Pis, lors d’affrontements survenus en août dernier à Tobène entre des manifestants et des forces de l’ordre, près d’une trentaine de jeunes dont l’activiste Ardo Gningue ont été arrêtés. Ils ont révélé qu’au cours de leur interrogatoire, ils ont fait l’objet de tortures de la part des gendarmes en charge de l’affaire. D’ailleurs, le leader du mouvement « Sénégal Va Mal» avait porté plainte contre le Colonel Cheikh Sarr, l’accusant de tortures. Après l’annonce d’une enquête administrative en interne par la gendarmerie, l’affaire n’a pas connu de suite.
UNE MAGISTRATURE AU BORD DE L’IMPLOSION
S’il y a un secteur de la justice qui a connu de forts remous, c’est bien la magistrature. D’ailleurs, l’instance disciplinaire du Conseil supérieur de la magistrature (Csm) et l’Inspection générale de l’administration de la justice (Igaj) ont été activées à plusieurs reprises pour des cas qui concernent des juges.
Accusé d’avoir commenté une décision de justice dans les médias (notamment le procès de l’ancien maire de Dakar Khalifa Sall), le président de l’Union des Magistrats du Sénégal (Ums), Souleymane Téliko, a été traduit devant l’organe disciplinaire du Csm suite à une saisine de l’Igaj. Ainsi, après des mois de procédure, le juge Téliko a écopé d’un blâme. Une sanction jugée légère, mais qui n’honore pas la justice, selon ses avocats et autres observateurs.

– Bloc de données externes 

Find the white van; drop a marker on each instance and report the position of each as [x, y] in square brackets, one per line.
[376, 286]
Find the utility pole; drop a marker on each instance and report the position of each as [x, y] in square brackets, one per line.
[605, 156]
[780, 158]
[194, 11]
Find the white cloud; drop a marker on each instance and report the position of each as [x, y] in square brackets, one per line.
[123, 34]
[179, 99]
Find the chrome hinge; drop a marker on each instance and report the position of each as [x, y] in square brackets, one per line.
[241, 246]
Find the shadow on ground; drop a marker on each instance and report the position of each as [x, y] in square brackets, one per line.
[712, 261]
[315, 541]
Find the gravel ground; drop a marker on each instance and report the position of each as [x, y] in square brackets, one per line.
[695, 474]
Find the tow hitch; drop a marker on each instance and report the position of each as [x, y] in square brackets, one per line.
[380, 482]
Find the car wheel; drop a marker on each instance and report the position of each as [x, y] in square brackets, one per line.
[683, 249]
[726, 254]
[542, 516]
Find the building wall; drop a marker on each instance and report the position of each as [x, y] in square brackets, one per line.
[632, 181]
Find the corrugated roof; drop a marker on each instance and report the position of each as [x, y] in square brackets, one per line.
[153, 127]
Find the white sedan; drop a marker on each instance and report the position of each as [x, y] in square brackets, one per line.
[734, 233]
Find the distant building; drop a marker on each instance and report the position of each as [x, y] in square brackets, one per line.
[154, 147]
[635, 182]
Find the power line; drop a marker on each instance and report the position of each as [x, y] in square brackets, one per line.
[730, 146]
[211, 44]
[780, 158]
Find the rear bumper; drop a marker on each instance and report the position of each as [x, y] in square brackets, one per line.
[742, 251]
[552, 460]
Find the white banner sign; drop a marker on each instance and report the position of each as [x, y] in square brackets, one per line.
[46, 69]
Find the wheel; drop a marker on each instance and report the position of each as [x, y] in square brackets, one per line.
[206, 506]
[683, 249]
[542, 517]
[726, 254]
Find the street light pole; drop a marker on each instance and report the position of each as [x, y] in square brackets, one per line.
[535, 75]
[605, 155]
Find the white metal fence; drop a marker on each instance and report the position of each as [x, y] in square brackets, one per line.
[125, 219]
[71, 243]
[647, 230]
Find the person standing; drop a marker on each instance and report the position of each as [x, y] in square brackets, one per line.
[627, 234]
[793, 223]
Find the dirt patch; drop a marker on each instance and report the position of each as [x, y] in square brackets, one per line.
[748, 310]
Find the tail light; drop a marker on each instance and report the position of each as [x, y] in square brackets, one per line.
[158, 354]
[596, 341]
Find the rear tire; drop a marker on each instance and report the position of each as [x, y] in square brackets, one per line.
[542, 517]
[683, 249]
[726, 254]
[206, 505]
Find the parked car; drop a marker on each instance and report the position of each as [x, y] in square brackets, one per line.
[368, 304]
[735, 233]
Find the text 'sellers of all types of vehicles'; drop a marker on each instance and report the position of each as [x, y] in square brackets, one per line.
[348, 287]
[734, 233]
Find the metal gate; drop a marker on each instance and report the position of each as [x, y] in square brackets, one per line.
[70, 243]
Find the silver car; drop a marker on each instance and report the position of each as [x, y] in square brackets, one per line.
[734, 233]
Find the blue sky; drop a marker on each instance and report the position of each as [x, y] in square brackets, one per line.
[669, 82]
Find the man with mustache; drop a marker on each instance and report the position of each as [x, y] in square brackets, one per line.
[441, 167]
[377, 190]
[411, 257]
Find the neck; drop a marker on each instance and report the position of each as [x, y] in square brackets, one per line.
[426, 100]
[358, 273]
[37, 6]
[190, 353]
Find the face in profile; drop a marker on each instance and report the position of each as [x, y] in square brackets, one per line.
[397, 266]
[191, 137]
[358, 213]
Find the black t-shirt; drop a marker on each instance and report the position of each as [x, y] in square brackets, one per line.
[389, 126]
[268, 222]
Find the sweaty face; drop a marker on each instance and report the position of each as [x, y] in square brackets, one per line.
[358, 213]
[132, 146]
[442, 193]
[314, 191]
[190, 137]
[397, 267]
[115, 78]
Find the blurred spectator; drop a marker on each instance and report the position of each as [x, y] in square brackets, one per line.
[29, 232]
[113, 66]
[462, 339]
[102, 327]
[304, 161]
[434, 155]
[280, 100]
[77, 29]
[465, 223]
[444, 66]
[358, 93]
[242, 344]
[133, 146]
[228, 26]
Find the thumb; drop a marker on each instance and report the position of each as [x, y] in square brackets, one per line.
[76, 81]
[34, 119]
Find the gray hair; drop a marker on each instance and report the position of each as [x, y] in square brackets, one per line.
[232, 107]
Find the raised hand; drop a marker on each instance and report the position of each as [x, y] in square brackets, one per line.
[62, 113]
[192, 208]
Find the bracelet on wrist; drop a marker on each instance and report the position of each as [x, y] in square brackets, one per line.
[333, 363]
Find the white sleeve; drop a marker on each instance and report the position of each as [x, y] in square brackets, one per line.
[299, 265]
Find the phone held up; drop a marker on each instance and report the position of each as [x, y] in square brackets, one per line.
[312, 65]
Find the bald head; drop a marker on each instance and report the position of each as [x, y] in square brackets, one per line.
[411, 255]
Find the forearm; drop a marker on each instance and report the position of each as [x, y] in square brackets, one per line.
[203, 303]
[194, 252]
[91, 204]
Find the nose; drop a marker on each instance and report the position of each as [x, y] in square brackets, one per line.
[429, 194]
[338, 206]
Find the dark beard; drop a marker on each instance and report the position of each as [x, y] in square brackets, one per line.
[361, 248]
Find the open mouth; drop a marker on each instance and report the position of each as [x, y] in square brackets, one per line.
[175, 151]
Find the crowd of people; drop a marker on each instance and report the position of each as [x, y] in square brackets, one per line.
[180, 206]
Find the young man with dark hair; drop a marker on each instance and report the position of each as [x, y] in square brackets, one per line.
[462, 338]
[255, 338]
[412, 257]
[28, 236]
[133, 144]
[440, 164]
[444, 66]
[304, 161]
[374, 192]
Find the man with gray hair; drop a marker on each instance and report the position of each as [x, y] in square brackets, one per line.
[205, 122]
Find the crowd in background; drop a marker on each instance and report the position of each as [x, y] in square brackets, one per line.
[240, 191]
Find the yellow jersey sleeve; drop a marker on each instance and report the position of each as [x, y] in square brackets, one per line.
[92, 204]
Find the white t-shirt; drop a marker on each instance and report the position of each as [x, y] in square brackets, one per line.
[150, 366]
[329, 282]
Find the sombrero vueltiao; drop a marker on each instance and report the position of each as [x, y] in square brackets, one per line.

Dans la même veine, l’affectation du Juge Ngor Diop, ancien président du Tribunal de Podor, a suscité un immense tollé rendant plus perceptible le malaise qui prévaut dans la magistrature. Ses avocats parmi lesquels Me Ousmane Sèye ont accusé le ministre de la Justice, Me Malick Sall, pour excès de pouvoir. Ils estiment que l’affectation de leur client à Thiès, le 17 juillet, découle du fait que ce dernier avait placé sous mandat de dépôt Mamadou Loum, déféré pour des faits de dévastation de récoltes et de menaces simples, de voies de fait ou de violence. Cette affaire a mis le feu aux poudres puisqu’elle a provoqué la démission fracassante du juge Ousmane Kane de l’Ums. Dans un communiqué incendiaire, le premier président de la Cour d’appel de Kaolack avait accusé les jeunes magistrats de manquer de discipline à l’endroit de leurs aînés.
Saisissant de la balle au rebond, le juge Yaya Amadou Dia est monté au créneau pour accuser son collègue Ousmane Kane d’avoir libéré un détenu condamné à la perpétuité. Le Conseil de discipline qui s’est saisi de ce dossier a rétrogradé le juge Dia pour manquement grave aux devoirs de sa charge. Et il a prononcé un blâme contre l’ancien premier président de la Cour d’appel de Kaolack.
Alors que la magistrature venait à peine de respirer après plusieurs mois sous le feu des projecteurs, une autre affaire est venue apporter un autre lot de consternation par rapport à son fonctionnement. Il s’agit cette fois-ci de la décision prise par le Conseil de discipline d’envoyer le magistrat Habib Samba Laobé Aw, avocat près la Cour d’appel de Saint-Louis, à la retraite d’office. Il lui est reproché d’avoir détourné 50 millions Fcfa dans une affaire d’héritage.